In making such a distinction between technical and substantive, the report further notes that comments focused on documentation requirements, which are irrelevant to the concern over arrangements incentivizing referrals, contrasted against adherence to fair market value, the volume or value of referrals, and/or harm to beneficiaries or federal health care programs. Along these same lines, Commenters recommended clarification of the terms: fair market value, takes into account the volume or value of referrals, and commercially reasonable, noting that these terms are key to compliance with the compensation exceptions yet confusion exists as to their precise meanings.
Ober|Kaler’s Comments
In recent years, both Congress and CMS have signaled to the provider community the value and importance of APMs in fundamentally reshaping not only the way health care is paid for, but delivered. Yet, and as the Senate Committee on Finance itself has recognized in this very report, the current health care fraud and abuse regime has not kept pace.

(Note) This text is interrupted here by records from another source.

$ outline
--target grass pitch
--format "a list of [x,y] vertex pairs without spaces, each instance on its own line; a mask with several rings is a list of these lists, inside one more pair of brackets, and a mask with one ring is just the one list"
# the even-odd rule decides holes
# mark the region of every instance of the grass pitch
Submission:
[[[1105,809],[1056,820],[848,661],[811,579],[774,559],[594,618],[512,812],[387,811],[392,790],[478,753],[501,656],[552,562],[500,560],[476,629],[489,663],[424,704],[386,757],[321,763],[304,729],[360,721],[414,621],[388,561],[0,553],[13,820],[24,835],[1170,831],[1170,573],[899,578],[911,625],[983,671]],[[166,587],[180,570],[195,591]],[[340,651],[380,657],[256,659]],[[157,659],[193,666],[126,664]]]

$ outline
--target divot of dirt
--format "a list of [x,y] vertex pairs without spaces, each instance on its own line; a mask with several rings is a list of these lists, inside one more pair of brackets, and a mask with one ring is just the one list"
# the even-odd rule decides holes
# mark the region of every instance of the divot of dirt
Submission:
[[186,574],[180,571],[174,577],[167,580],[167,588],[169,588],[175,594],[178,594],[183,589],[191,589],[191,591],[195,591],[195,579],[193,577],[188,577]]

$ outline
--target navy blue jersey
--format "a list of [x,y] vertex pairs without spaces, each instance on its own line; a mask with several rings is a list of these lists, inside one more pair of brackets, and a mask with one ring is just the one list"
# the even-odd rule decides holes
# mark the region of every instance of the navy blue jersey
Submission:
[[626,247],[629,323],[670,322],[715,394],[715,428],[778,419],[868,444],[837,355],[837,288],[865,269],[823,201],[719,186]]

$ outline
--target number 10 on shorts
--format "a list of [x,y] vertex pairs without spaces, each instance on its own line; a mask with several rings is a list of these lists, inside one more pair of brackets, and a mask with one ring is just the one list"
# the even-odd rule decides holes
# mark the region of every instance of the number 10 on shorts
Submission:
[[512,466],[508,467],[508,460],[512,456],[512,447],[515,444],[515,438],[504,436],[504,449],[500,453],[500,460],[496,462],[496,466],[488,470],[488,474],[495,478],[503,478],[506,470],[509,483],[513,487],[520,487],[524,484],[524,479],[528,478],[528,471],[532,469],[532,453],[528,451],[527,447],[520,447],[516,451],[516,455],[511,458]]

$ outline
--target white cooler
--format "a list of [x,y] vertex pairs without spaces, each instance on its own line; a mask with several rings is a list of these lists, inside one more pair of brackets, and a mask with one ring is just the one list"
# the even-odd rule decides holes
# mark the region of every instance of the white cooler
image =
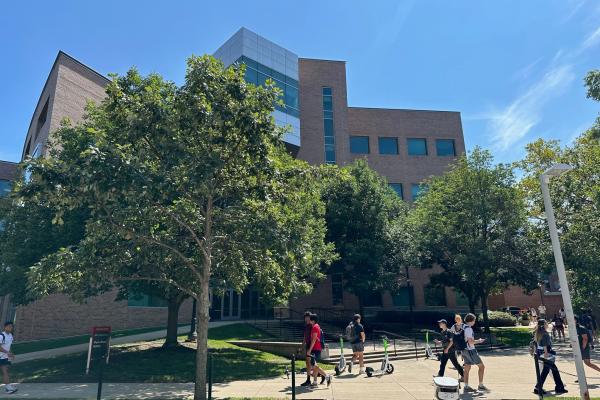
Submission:
[[435,386],[436,400],[458,400],[460,395],[460,382],[454,378],[446,376],[436,376],[433,378]]

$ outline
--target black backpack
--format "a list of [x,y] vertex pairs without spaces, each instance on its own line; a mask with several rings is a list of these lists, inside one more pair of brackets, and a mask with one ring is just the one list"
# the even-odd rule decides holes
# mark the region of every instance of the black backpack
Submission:
[[[456,327],[456,324],[454,325]],[[465,340],[465,326],[460,326],[460,331],[456,332],[456,329],[452,332],[454,334],[452,338],[452,345],[455,350],[464,350],[467,348],[467,341]]]

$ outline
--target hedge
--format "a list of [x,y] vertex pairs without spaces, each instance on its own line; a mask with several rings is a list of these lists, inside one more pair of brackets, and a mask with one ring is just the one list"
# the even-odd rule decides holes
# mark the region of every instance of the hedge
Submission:
[[[477,316],[478,322],[483,325],[483,314]],[[491,327],[515,326],[517,318],[503,311],[488,311],[488,319]]]

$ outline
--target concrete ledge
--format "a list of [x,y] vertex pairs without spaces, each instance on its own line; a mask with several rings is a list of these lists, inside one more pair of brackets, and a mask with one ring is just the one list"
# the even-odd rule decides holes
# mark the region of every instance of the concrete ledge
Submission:
[[246,347],[248,349],[277,354],[278,356],[286,358],[291,358],[292,354],[295,354],[296,358],[304,358],[302,354],[302,343],[300,342],[259,342],[255,340],[232,340],[227,343],[231,343],[240,347]]

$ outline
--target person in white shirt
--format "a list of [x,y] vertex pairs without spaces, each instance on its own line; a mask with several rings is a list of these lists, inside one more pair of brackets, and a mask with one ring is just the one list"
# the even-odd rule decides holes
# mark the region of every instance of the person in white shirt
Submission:
[[546,319],[546,306],[543,304],[540,304],[538,306],[538,316],[540,317],[540,319]]
[[485,365],[483,365],[483,361],[481,361],[481,357],[479,357],[479,354],[477,353],[477,349],[475,349],[475,345],[476,344],[480,344],[483,343],[485,341],[485,339],[477,339],[475,340],[475,335],[473,333],[473,325],[475,325],[475,315],[474,314],[467,314],[465,315],[465,330],[464,330],[464,335],[465,335],[465,342],[467,344],[467,348],[466,350],[464,350],[462,352],[463,355],[463,360],[465,362],[465,372],[464,372],[464,381],[465,381],[465,388],[464,391],[465,393],[468,392],[475,392],[476,389],[472,388],[471,386],[469,386],[469,372],[471,371],[471,367],[474,365],[477,365],[478,368],[478,372],[479,372],[479,386],[477,387],[477,389],[479,390],[488,390],[487,387],[485,387],[485,385],[483,384],[483,373],[485,371]]
[[10,352],[10,346],[13,342],[13,323],[7,321],[4,323],[4,331],[0,333],[0,369],[2,369],[2,379],[4,381],[4,391],[8,394],[15,393],[17,388],[10,384],[8,377],[8,367],[15,355]]

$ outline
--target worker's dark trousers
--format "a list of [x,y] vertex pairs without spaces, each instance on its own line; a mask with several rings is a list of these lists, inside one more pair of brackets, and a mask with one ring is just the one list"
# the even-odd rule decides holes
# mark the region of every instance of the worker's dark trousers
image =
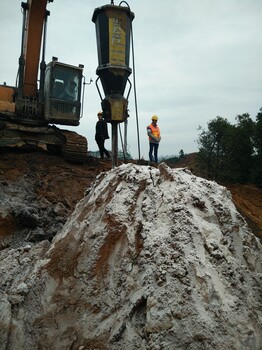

To truly effectuate health care reform, the provider community must be incentivized to align otherwise divergent financial interests. Despite this, and as the report notes, the Stark law continues to stand as a “significant impediment to value-based payment models that Congress, CMS, and commercial health insurers have promoted.”
With this report, the potential exists that change to and modernization of the Stark law will (at long last) be brought to the forefront of Congress’s legislative agenda.